Reminders of the slow, seemingly inevitable shift towards our mutual demise?
Yuck.
However, the signs are truly all around us, and ignoring them won’t make them go away.
So we need to talk about them. Because the more minds we have collectively thinking about them, the more likely we are to dream up and enact solutions.
On VanIsle, climate change is an especially touchy topic.
We’re especially vulnerable to shifting ocean and storm levels, and when our rivers dry up, it’s far from easy to get them back.
Right now is supposed to be the wettest time of year for our rainy Island.
But we’re still in a drought that hasn’t really let up, and it has left our water sources at some of their lowest levels on record.

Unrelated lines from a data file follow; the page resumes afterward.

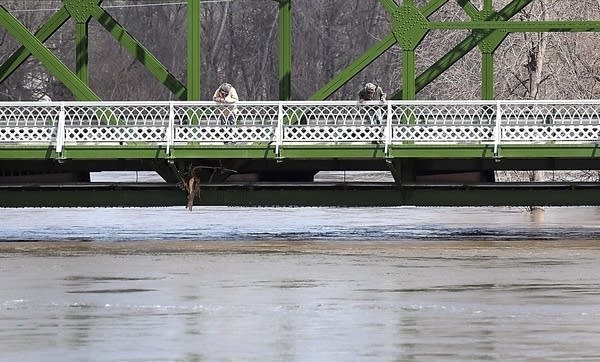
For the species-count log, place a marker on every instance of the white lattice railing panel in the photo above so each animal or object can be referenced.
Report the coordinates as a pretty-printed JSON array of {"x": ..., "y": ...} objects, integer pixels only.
[
  {"x": 498, "y": 122},
  {"x": 447, "y": 114},
  {"x": 444, "y": 134},
  {"x": 44, "y": 135},
  {"x": 117, "y": 115},
  {"x": 551, "y": 113},
  {"x": 29, "y": 114},
  {"x": 223, "y": 134},
  {"x": 115, "y": 134},
  {"x": 523, "y": 134},
  {"x": 332, "y": 134},
  {"x": 354, "y": 114},
  {"x": 216, "y": 114}
]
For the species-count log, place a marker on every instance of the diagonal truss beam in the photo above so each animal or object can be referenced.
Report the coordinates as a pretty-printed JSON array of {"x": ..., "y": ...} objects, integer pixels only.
[
  {"x": 44, "y": 32},
  {"x": 462, "y": 48},
  {"x": 353, "y": 69},
  {"x": 45, "y": 56},
  {"x": 33, "y": 45},
  {"x": 138, "y": 51}
]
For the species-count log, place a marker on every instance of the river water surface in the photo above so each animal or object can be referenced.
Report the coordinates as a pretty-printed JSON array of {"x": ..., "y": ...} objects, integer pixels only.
[{"x": 299, "y": 284}]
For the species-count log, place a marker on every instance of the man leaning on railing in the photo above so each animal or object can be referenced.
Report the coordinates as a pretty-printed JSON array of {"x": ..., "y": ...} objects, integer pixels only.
[
  {"x": 226, "y": 94},
  {"x": 371, "y": 92}
]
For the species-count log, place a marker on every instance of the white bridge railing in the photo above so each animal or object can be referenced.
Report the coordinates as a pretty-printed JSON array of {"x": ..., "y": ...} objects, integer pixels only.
[{"x": 60, "y": 124}]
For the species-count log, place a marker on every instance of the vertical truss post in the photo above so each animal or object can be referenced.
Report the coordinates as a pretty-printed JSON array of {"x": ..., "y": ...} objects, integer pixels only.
[
  {"x": 279, "y": 131},
  {"x": 497, "y": 128},
  {"x": 285, "y": 50},
  {"x": 60, "y": 129},
  {"x": 408, "y": 74},
  {"x": 81, "y": 51},
  {"x": 194, "y": 50},
  {"x": 409, "y": 27},
  {"x": 388, "y": 129},
  {"x": 171, "y": 129},
  {"x": 487, "y": 76}
]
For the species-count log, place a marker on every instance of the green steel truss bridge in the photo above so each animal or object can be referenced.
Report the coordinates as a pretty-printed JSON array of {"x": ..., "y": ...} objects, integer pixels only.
[{"x": 439, "y": 153}]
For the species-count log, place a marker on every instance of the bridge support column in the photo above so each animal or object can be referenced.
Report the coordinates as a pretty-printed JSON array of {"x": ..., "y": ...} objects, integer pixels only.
[{"x": 402, "y": 170}]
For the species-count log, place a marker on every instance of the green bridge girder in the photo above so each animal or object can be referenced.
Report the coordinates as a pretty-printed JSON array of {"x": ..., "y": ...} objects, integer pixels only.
[{"x": 409, "y": 26}]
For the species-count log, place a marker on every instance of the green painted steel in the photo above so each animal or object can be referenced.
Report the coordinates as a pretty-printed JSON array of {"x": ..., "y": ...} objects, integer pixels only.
[
  {"x": 409, "y": 26},
  {"x": 464, "y": 47},
  {"x": 348, "y": 152},
  {"x": 44, "y": 32},
  {"x": 487, "y": 76},
  {"x": 81, "y": 57},
  {"x": 194, "y": 61},
  {"x": 139, "y": 52},
  {"x": 45, "y": 56},
  {"x": 521, "y": 26},
  {"x": 285, "y": 50},
  {"x": 408, "y": 74},
  {"x": 353, "y": 69}
]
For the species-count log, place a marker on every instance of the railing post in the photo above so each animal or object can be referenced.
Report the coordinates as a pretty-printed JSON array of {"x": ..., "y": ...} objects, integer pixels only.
[
  {"x": 60, "y": 129},
  {"x": 279, "y": 130},
  {"x": 388, "y": 130},
  {"x": 171, "y": 128},
  {"x": 497, "y": 128}
]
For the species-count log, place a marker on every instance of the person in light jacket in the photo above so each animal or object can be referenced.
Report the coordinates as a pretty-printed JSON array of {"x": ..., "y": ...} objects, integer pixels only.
[
  {"x": 226, "y": 94},
  {"x": 373, "y": 92}
]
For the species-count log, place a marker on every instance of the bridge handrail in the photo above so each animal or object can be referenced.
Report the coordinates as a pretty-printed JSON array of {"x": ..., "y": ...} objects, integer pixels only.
[{"x": 283, "y": 122}]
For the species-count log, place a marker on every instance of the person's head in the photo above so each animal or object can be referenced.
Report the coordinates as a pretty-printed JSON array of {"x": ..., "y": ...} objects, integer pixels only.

This year’s extreme weather conditions are the exact opposite of last year, when we were dealing with atmospheric rivers.
The switch shows the wild swings climate change is causing worldwide here at home. The more these extremes switch back and forth, the less our ecosystems can deal with them.
When the land dries out, it makes flooding even more likely when it does finally rain. Although at the moment, it looks like our reservoirs won’t get their usual fill-ups at all before next year.
This could cause even more dire conditions next summer.
Besides the weird weather we’re dealing with right now, the threat of rising sea levels is a slow-motion disaster none of us are ready for.
Chris Houser is an environmental sciences professor at the University of Windsor and part of the school’s coastal research group. “Living on the coast is part of our economic, our social, our cultural fabric. It’s people’s livelihoods. It’s hard to move from those coasts,” he told the Canadian Press.
“It’s going to be a very difficult period as we see some of these coastal areas eroded or being impacted further by sea level rise and storms.”
A study published in March 2020 by the European Commission Joint Research Centre showed almost half the world’s sandy beaches face near extinction by the end of the century.
Why? Because of increasing greenhouse gas emissions.
The paper said Australia stands to lose the most coastline, followed closely by Canada. Models show Canada stands to lose between 6,400 and 14,400 kilometres of beach by 2100. Canada’s total coastline is about 243,000 kilometres.
Basically, the effects of climate change are not skipping us here. And we need to keep pushing our leaders to, you know, lead on climate change.
It’s our main shot at saving our home. Otherwise, we can watch it disappear.